Create a connection to Langfuse for dataset management and experiment tracking.

In [None]:
from langfuse import Langfuse
 
langfuse = Langfuse()

## 4. Create the Dataset

Create a new dataset in Langfuse with metadata describing the purpose and structure of our evaluation data.

In [None]:
langfuse.create_dataset(
    name="pet_food_kwnown_answers",
    # optional description
    description="example dataset with customer questions with known answers",
    # optional metadata
    metadata={
        "author": "Paolo Tamagnini",
        "date": "2025-06-28",
        "type": "benchmark"
    }
)

## 5. Load Dataset and Prepared Answers

Load the raw dataset containing customer questions and the corresponding prepared answers that serve as ground truth for evaluation.

In [None]:
import json

# Read from file
with open('example_data/pet_food.json', 'r') as file:
    data = json.load(file)

# Read from file
with open('example_data/prepared_answers_pet_food.json', 'r') as file:
    prepared_answers = json.load(file)



## 6. Populate Dataset Items

Create individual dataset items in Langfuse, each containing:
- Input: Customer question
- Expected output: The correct prepared answer ID and text
- Metadata: Additional context like customer info, pet details, and timestamps

In [None]:
for item in data:

    langfuse.create_dataset_item(
        dataset_name="pet_food_kwnown_answers",
        # any python object or value, optional
        input={
             "question": item["message"],
        },
        # any python object or value, optional
        expected_output={
            "prepared_answer_id": item["answer_id"],
            "prepared_answer_text": prepared_answers[str(item["answer_id"])]
        },
        # metadata, optional
        metadata={
            "model": "Pet Food Customer Service",
            'customer_name': item['customer_name'],
            'pet_type': item['pet_type'],
            'pet_name': item['pet_name'],
            'category': item['category'],
            'timestamp': item['timestamp'],
            'response_timestamp': item['response_timestamp'],
            'status': item['status'],
        }
    )

## 7. Define Experiment Functions

Create functions to:
- Compare model outputs with expected answers
- Run experiments across the entire dataset
- Track success metrics and individual trace scores

In [None]:
def compare_prepared_answer_ids(output, expected_output):
  if int(output["prepared_answer_id"]) == expected_output["prepared_answer_id"]:
    return 1
  else:
    return 0

# experiment_name = "test_reproducibility"
def run_experiment(experiment_name):
    dataset = langfuse.get_dataset("pet_food_kwnown_answers")

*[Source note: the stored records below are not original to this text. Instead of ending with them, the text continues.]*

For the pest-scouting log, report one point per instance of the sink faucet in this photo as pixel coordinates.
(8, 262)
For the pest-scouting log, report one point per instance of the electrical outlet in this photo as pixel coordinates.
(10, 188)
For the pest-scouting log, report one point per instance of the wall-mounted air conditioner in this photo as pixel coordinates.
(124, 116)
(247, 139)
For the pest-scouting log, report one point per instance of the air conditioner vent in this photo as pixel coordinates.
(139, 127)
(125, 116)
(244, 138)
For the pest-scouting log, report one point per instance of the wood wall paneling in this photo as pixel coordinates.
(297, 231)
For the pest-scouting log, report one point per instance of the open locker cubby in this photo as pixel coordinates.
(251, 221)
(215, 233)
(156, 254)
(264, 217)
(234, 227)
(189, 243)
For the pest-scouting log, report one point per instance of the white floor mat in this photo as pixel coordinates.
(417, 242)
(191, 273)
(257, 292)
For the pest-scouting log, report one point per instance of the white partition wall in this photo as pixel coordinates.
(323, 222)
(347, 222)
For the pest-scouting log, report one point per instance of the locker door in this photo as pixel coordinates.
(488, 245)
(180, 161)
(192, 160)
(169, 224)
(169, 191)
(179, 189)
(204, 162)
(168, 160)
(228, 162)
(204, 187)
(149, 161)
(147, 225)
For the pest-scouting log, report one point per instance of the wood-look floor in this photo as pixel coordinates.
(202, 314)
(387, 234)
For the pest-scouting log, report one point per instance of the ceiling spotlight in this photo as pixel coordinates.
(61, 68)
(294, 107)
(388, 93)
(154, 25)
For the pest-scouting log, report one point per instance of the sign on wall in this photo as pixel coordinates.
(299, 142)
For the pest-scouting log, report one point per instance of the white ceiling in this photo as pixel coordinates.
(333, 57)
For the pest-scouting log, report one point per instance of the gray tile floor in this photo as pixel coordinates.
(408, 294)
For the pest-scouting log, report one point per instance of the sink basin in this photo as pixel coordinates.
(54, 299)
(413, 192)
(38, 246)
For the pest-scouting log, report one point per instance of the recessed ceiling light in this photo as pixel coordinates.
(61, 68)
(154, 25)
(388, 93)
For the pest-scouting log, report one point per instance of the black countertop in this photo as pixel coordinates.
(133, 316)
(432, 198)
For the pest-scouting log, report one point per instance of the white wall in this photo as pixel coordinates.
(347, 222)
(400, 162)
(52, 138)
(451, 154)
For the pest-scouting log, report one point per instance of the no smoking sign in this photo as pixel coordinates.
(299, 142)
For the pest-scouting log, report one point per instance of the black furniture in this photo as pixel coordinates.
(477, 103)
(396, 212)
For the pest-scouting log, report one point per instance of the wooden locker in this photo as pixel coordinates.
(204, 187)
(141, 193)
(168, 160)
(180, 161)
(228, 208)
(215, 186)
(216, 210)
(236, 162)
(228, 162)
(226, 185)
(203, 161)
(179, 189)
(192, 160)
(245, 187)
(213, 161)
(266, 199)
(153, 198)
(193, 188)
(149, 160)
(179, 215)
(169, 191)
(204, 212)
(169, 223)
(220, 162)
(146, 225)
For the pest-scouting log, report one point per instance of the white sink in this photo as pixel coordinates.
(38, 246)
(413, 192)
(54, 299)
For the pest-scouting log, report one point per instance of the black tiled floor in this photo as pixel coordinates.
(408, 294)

    items_number = len(dataset.items)
    success_count = 0
    for item in dataset.items:

        # Use the item.run() context manager
        with item.run(
            run_name = experiment_name,

        ) as root_span: # root_span is the root span of the new trace for this item and run.
            # All subsequent langfuse operations within this block are part of this trace.

            # Call your application logic
            output = run_model(item.input["question"])


            comparison_result = compare_prepared_answer_ids(output, item.expected_output)
            success_count += comparison_result

            # Optionally, score the result against the expected output
            root_span.score_trace(name="prepared_answer_id", value = comparison_result)

    success_metric = success_count/items_number
    print(f"\nFinished processing dataset 'Pet Food Customer Service' for run '{experiment_name}'.")
    print(f"Success rate: {success_count}/{items_number} ({(success_count/items_number)*100:.2f}%)")

    return success_metric

## 8. Run the Experiment

Execute the experiment to evaluate model performance against the dataset, measuring how often the model selects the correct prepared answer.

In [None]:
from langfuse import Langfuse
from model.run_model import run_model

from dotenv import load_dotenv
load_dotenv()

langfuse = Langfuse()

run_experiment("test_reproducibility")